Neil deGrasse Tyson:  And that wouldn’t have really manifested had it just been a measles movie. The social contract would still exist within it, but because we’re talking about you getting vaccinated so that others don’t catch what you have. That’s your obligation in a society that’s supposed to function coherently.

Scott Hamilton Kennedy:  It’s absolutely a moral imperative. Because like science, the social contract doesn’t need to be political. The social contract is I want to have decent schools. I want to pay taxes to have decent schools. I want to pay taxes to have the garbage picked up—all these things that we agree upon that don’t have to be political. And having it under threat is very, very scary. It is something that is harming the foundations of our democracy and our society. And we’ve seen it with people’s reaction to the film, that they come away saying it is important. I find the social contract important to fight against disinformation and move towards decency.

Neil deGrasse Tyson:  With the social contract if you don’t want to engage in it, then go become a survivalist out in the wilderness, where you don’t interact with anybody and you live off the land and you have your own water supply.

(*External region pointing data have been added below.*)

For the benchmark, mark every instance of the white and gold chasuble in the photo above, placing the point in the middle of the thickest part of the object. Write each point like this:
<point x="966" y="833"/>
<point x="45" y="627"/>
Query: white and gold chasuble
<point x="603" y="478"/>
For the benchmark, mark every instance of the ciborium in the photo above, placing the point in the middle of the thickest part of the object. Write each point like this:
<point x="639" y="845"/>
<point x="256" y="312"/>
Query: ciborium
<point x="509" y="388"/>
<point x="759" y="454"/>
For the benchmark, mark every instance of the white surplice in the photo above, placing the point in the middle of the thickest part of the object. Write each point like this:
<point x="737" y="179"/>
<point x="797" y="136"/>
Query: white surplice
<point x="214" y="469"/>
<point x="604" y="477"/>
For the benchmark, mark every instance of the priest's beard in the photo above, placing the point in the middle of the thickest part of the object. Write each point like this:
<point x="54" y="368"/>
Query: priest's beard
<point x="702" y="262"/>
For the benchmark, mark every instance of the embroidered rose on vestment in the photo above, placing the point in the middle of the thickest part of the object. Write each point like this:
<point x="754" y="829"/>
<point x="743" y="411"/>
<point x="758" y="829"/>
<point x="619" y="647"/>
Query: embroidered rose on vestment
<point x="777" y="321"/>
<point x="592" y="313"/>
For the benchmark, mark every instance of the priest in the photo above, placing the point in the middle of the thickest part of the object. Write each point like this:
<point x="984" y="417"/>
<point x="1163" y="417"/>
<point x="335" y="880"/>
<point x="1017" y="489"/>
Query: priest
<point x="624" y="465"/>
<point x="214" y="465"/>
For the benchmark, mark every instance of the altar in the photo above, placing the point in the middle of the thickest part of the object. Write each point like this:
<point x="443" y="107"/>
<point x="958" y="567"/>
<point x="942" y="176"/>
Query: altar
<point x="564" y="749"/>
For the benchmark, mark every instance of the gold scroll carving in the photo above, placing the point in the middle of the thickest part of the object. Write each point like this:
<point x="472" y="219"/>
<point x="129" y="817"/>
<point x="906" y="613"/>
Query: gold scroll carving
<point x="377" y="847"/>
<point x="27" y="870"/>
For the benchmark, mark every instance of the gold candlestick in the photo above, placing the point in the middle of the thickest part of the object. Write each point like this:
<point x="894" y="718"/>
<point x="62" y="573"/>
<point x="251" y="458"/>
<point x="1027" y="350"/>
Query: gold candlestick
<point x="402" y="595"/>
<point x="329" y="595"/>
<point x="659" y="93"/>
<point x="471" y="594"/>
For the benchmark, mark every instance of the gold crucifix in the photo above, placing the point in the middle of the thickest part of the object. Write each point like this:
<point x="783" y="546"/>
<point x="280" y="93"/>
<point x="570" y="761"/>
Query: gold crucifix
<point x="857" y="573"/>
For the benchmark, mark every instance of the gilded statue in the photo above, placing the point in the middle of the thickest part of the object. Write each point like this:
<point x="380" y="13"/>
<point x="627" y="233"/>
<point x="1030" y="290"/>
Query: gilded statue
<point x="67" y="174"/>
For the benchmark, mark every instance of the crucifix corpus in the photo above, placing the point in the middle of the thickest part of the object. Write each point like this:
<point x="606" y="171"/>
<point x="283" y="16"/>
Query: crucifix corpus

But the moment you explicitly or implicitly give yourself to a city or some municipality that has a school system and a fire department and police department and water supply and electricity and a hospital—all of this indicates that we are interconnected in a fundamental way. To me, the social contract is what is your obligation to your fellow humans? And what is your obligation to yourself relative to it?

Credit: Black Valley Films

Filmmaker 5.5:  You’re participating in Q&As at your film screenings. What conversations do you want to inspire with viewers of Shot in the Arm?

Scott Hamilton Kennedy:  Let’s start with the word decency. Let’s treat each other decently when we have that conversation after the movie. All questions are welcome. All comments are welcome. I was introduced to a wonderful saying that a slur is not an argument. So, a slur is Scott, I don’t like your movie. You didn’t bring up x, y or z or you didn’t say that vaccines harm people or whatever it is. That’s a slur. If you want to have an discussion, let’s talk about what concerns you have about public health and let’s talk about that. Do you think I missed a piece of information? Maybe I did. Let’s talk about that. I hope that it will leave people with wanting to have these important conversations, these difficult conversations with people that they don’t see eye-to-eye with necessarily but will listen to them and have the conversation.

Neil deGrasse Tyson:   We don’t live in a world that cultivates that. We live in a world that exaggerates that divide. Social media now takes it upon itself to attack any opinion you put forth. Think about any opinion, somebody’s going to reject it, possibly cancel you for it. And this is an odd place to be—a very disappointing place to be. So, we have to navigate that landscape. I think what the film does marvelously is approach antivaxxers with a level of compassion that you’re not felt like an idiot if you were drawn into the swoon of these charismatic leaders. There’s enough of an interpersonal storytelling element that I think did exactly what it needed to do.